What has changed about Bombay since the 40s?
Bombay looked very different in the 1940s and 1950s. Pali Hill, in the Mumbai suburb of Bandra, was genuinely a hill then, there is barely any hill now. It also had a golf club encircled by a row of trees. Guru Dutt and I would walk in the vicinity and dream about our future together. Now all that's left is a concrete jungle.
The place where my dubbing studio (Anand Dubbing) stands today was once the site of the bungalow in which Mr Toubro of Larsen and Toubro stayed. My brother Chetan and I used to stay in a ground floor flat in a neighbouring building, owned by an Anglo-Indian.
I have seen the North Mumbai locality of Versova change from a near-barren, far-flung suburb -- which you had to reach not by roads but by pagdandis (pathways) -- to a bustling residential complex. Juhu beach was a walker's paradise. Once, from a distance, I could hear Gandhiji's pravachan as he addressed a gathering of thousands of people. I was too young then to be more than cursorily interested. When he was assassinated in 1948, I was shooting for Ziddi. We were shocked beyond words and instantly called for a pack-up.
What are your memories of India's first Independence Day?

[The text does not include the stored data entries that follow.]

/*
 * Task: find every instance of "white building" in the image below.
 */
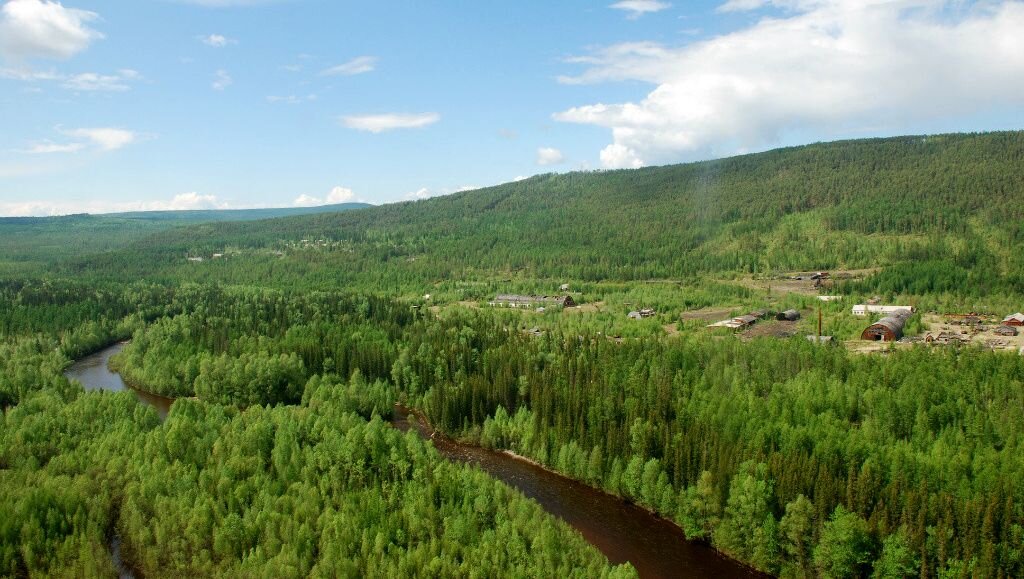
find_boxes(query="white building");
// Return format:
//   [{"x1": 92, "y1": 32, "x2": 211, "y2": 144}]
[{"x1": 852, "y1": 304, "x2": 914, "y2": 317}]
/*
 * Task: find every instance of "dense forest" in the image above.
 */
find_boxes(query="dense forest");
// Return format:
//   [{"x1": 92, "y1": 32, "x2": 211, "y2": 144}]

Aah -- Independance Day. On August 15, 1947, after having a glass of beer at the Ritz hotel, I boarded the train from Churchgate. The train was all lit up and people were engrossed in listening to Pandit Jawaharlal Nehru's speech over the radio.
Who comprised the cream of society in the post-Independence era?
R K Karanjia came into the limelight after the World War II coverage in his newspaper, Blitz. Tata was the big industrialist. Sohrab Modi's elder brother, K K Modi, President of the Film Distributors' association and the owner of a chain of theatres, threw the best parties. Prithviraj Kapoor was a force to reckon with on stage. I saw him put up a regal performance in the play Pathan at Opera House.